Bon. J’avoue, j’ai fumé la moquette.
En fait, la moquette du jardin d’Alicia, qui consiste en de tout petits champignons trop mignons qu’elle a sauvagement arrachés et séchés, et donc on les a fumés. N’ayez crainte, grâce à la science moderne on savait ce qu’on faisait, on connaissait la sous-sous-espèce, le nom latin, les effets potentiels, indésirables, etc., et même les différentes recettes de cuisine possible.
Tout était sous contrôle, et donc les hallucinations étaient prévues et consenties.
Mais faut que j’vous raconte.
Bon.
Les lumières avaient des musiques.
Les musiques avaient des couleurs.
Alicia me transmettait des choses par la pensée, on est bien d’accord, des choses qu’on a jamais dites, on le sait vu qu’on s’est filmées. Mais on s’en souvient toutes les deux.
Les tentures aux murs bougeaient, et aujourd’hui où je vous parle, je sens toujours qu’elles bougent au-delà de ma perception. Je ne suis juste plus capable de les voir de la même manière.
C’est une réalité au-delà de mes sens. La prise de drogue hallucinatoire m’a juste fait prendre conscience que le mot « hallucination » nous trompe. On pense que la drogue plaque des images fausses sur la vérité physique, mais c’est juste notre perception qui change.
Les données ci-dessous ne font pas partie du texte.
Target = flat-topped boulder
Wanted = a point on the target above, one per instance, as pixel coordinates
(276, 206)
J’ai appris que certaines de mes soi-disant hallucinations visuelles se rapprochaient probablement de la perception visuelle de certains iguanes.
Bref.
Ce n’est ça qu’il faut que je vous raconte.
On avait faim, et donc on est sorties au supermarché.
Vous vous dites la partie terre à terre de la prise de drogue. Ça va swinguer du réel, envoyer du concret, tabasser les hallus.
J’vous jure que c’était tout le contraire. Il y avait des trucs de dingues. Des bouts d’animaux dans, du plastique, genre pas des animaux entiers, des bouts.
Il y avait des bouts d’animaux broyés, reréunis, et précuits sous plastique, à recuire, mais venant de loin, et périmés le lendemain.
J’ai commencé à phaser réellement, je voyais tous le plastique du magasin comme un genre d’organisme vivant entre moi et les légumes et animaux morts, vraiment chelou.
Et là le plastique a commencé à me guider. Je sais pas, je l’entendais me parler, il me parlait de son œuvre, de son chef-d’œuvre, de sa gloire. Il me disait qu’il fallait que je voie ça pour comprendre son âme. Sur le moment, ça m’a paru plutôt normal.
Bon, aujourd’hui…
Et là, j’ai vu un œuf au plat précuit à réchauffer au micro-ondes, dans du plastique.